Non-violence (with a hyphen) is merely the absence of physical aggression. It is passive. It is a ceasefire born of fear or submission. A bully who stops hitting because he is afraid of suspension is practicing non-violence. It requires no courage, no moral conviction, no transformation. This is the space we have been occupying. We have mistaken the absence of mass shootings for the presence of “peace and order.” We have confused apathy with harmony.

Nonviolence (without the hyphen) is something entirely different. It is an active, militant, and courageous force for social transformation. It is not just NOT fighting; it is fighting with a different weapon — truth, empathy, and moral courage. It requires discipline, training, and a willingness to confront harm without perpetuating it. This is the philosophy Gandhi called “ahimsa,” or non-harming, which is a dynamic and active force of love.  This is what Martin Luther King Jr. called “soul force,” the redemptive power of love confronting evil. Nonviolence is not a tactic; it is a way of life.

The Philippines needs to normalize nonviolence, not just aspire to non-violence. And that requires deliberate, institutional action, and a reckoning with our own brokenness.

First, we must break the cycle of violence in the home. We need to eliminate corporal punishment, legally and culturally, and shift parenting norms toward positive discipline. The Department of Social Welfare and Development (DSWD) itself has described this as “cultural violence” — the belief that using violence to discipline children is an accepted part of our culture. In doing so, we teach them that violence is not just acceptable, but is an expression of care — creating a cycle that is incredibly difficult to break. This normalization of violence in childhood is a direct pipeline to future violence, as children who experience or witness it often channel their aggression through bullying and other harmful behaviors.

Second, we must institutionalize Social-Emotional Learning (SEL) in every school. Emotional literacy, active listening, and conflict resolution must be taught daily, alongside math and reading. When children practice “peace circles” every week, de-escalation becomes as habitual as breathing.

Third, we must replace zero-tolerance discipline with restorative justice. When a student causes harm, the first question should not be “What punishment fits?” But “Who was harmed, and how do we repair it?” Restorative practices build accountability while keeping students connected to their community rather than pushing them out and toward resentment. 

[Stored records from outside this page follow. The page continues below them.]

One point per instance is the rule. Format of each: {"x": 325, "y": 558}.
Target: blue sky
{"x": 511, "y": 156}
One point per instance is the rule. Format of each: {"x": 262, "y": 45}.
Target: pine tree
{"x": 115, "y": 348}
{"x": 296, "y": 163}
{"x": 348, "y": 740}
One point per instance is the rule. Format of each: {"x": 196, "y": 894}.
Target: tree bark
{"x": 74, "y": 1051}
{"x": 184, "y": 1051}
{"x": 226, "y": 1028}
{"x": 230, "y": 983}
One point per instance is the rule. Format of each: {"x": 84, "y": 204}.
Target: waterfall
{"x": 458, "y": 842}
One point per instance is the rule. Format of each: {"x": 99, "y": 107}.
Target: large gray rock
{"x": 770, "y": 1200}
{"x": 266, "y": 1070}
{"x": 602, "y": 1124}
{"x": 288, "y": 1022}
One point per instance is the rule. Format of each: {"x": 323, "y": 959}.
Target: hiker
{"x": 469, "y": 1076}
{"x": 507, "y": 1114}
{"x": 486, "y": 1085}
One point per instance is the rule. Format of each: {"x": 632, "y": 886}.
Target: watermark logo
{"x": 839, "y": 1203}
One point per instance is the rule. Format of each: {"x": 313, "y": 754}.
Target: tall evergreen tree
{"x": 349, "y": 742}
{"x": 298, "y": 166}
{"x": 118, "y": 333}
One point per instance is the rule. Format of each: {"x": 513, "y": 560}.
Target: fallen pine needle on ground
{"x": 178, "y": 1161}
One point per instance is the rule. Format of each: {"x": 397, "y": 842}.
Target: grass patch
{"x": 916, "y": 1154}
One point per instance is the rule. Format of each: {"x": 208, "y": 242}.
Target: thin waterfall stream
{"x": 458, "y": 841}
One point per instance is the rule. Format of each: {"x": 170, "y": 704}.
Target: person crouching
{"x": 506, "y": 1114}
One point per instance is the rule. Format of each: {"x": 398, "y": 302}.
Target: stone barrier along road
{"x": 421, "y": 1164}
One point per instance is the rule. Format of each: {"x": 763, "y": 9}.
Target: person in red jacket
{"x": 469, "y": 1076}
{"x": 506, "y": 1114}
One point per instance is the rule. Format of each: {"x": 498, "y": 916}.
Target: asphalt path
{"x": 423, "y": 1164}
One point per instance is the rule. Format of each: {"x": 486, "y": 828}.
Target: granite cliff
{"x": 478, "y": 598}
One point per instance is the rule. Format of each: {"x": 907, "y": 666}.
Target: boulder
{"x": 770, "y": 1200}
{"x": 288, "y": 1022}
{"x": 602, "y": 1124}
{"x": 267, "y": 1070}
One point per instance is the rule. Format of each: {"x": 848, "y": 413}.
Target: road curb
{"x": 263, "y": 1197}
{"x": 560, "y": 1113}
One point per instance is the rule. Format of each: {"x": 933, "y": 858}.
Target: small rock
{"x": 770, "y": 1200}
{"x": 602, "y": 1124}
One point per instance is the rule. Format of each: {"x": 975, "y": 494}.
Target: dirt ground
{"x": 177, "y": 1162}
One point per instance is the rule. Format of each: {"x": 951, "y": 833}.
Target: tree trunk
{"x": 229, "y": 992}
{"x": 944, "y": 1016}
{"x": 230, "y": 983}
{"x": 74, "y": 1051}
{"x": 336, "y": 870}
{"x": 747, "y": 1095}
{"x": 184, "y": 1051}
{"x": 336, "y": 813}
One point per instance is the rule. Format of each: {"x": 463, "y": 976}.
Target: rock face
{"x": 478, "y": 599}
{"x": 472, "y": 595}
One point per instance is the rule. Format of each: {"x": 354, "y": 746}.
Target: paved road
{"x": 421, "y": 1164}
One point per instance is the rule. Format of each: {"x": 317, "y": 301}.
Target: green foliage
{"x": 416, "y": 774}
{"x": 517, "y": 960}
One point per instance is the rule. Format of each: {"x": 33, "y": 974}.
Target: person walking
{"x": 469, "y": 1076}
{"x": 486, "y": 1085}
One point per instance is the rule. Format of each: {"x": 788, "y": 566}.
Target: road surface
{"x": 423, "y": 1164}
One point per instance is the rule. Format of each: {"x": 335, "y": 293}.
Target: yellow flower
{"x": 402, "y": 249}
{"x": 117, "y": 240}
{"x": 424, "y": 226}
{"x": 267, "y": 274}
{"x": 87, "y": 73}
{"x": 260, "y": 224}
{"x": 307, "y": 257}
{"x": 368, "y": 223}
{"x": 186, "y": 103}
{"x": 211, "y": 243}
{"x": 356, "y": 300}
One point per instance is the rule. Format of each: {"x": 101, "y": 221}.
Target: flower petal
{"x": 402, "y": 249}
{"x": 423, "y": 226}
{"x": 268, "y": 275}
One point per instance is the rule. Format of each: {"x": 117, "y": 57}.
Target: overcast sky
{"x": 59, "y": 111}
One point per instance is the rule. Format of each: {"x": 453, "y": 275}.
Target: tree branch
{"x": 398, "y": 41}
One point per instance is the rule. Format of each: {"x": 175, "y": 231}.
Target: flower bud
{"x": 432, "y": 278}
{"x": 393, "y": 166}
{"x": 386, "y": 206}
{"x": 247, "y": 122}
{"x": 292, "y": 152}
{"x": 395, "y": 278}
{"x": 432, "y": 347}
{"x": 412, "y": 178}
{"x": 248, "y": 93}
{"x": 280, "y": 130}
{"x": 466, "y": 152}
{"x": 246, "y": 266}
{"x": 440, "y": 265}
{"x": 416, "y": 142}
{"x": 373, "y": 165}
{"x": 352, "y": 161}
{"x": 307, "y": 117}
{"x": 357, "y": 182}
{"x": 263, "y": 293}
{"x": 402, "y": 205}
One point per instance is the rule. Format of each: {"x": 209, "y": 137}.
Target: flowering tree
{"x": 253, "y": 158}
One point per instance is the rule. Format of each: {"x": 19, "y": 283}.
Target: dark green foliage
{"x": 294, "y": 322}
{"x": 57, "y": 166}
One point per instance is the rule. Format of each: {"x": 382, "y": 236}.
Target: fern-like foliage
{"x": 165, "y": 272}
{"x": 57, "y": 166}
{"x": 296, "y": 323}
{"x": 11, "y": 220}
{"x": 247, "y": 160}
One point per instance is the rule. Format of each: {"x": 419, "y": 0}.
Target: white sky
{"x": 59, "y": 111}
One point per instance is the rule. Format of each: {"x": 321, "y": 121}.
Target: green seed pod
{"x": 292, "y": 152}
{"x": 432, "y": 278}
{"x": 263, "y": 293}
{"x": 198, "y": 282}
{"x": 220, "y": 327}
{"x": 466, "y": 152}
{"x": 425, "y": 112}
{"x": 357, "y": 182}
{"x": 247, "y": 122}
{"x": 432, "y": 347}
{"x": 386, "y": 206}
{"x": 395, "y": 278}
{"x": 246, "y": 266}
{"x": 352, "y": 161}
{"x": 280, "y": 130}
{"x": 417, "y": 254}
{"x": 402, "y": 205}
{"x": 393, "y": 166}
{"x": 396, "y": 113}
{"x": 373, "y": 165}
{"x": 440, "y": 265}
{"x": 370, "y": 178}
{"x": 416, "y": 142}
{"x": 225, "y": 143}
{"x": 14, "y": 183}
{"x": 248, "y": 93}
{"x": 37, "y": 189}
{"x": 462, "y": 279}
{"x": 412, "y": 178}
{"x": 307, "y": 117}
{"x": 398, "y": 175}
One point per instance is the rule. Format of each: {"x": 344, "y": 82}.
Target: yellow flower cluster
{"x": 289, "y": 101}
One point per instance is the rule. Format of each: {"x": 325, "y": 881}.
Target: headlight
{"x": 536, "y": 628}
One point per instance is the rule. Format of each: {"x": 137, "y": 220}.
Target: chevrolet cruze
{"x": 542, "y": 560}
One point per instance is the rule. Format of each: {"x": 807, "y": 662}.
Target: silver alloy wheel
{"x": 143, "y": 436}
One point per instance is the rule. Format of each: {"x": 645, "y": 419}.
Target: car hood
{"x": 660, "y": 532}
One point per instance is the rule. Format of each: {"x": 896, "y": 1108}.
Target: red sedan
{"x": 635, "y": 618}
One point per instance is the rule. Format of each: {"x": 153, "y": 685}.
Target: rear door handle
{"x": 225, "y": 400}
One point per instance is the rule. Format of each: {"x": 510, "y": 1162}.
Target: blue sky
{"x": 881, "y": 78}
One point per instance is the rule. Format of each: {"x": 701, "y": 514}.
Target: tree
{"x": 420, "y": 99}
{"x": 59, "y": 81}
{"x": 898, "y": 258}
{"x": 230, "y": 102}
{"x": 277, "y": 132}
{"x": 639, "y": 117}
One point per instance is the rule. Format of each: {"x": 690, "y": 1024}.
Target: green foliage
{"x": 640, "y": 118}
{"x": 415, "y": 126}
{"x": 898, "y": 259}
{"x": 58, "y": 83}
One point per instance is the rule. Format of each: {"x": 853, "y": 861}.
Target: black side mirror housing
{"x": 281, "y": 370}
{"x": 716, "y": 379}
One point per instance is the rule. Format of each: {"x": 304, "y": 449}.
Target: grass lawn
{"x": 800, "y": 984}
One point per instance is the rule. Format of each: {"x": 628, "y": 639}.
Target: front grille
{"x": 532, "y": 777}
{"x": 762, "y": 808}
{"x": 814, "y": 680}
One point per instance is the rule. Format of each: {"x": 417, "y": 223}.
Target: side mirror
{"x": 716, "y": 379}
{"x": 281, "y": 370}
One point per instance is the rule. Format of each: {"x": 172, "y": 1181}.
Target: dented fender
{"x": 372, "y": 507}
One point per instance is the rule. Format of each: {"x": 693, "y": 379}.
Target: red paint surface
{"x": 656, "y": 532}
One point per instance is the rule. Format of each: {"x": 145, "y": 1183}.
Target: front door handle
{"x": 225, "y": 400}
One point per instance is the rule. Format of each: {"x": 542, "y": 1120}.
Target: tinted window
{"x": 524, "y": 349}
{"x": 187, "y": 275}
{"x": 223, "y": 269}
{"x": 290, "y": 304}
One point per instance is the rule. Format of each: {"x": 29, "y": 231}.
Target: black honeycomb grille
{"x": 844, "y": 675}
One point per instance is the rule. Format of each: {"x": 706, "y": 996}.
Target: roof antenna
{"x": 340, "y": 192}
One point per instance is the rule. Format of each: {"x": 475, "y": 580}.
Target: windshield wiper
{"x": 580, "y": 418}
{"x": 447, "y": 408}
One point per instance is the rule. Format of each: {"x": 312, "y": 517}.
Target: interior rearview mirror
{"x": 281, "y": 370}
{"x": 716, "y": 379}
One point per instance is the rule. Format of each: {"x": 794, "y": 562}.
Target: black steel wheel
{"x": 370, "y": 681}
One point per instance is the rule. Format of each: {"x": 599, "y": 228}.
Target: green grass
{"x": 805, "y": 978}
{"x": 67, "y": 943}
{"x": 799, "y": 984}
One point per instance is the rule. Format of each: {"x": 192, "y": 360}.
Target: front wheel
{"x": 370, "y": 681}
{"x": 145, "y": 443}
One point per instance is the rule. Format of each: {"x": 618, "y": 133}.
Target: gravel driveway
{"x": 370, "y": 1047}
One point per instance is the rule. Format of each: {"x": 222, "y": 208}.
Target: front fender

Fourth, we must treat violent content as a public health concern. The Department of Education (DepEd) is institutionalizing child protection across schools, but we need to do more. We need media literacy programs that teach children to critically deconstruct violent imagery and parental guidance that monitors social media and gaming habits.

Fifth, we must address the root causes — bullying, isolation, and untreated trauma. The Tacloban shooters said they were bullied. They were angry, alienated, and unseen. Nonviolent communities actively seek out their most marginalized members and wrap them in support before resentment curdles into rage.

Finally, we must change the narrative. We need to elevate peacemakers to the status of cultural heroes. We need to celebrate the student who de-escalates a fight, not just the one who wins it. We need public campaigns that frame nonviolence as strength, not weakness. We need to stop using euphemisms like “salvaging” and call murder what it is. We need to reframe our language so that violence is never made benign.

The Tacloban shooting shattered our illusion of exceptionalism. We are not immune. The question now is whether we will respond with reactive security measures that treat the symptom or with a cultural revolution that treats the disease.

Nonviolence is not passive. It is not soft. It is the most difficult, most demanding, most courageous way to live. And it is the only way to ensure that no Filipino parent has to bury a child killed in a classroom ever again.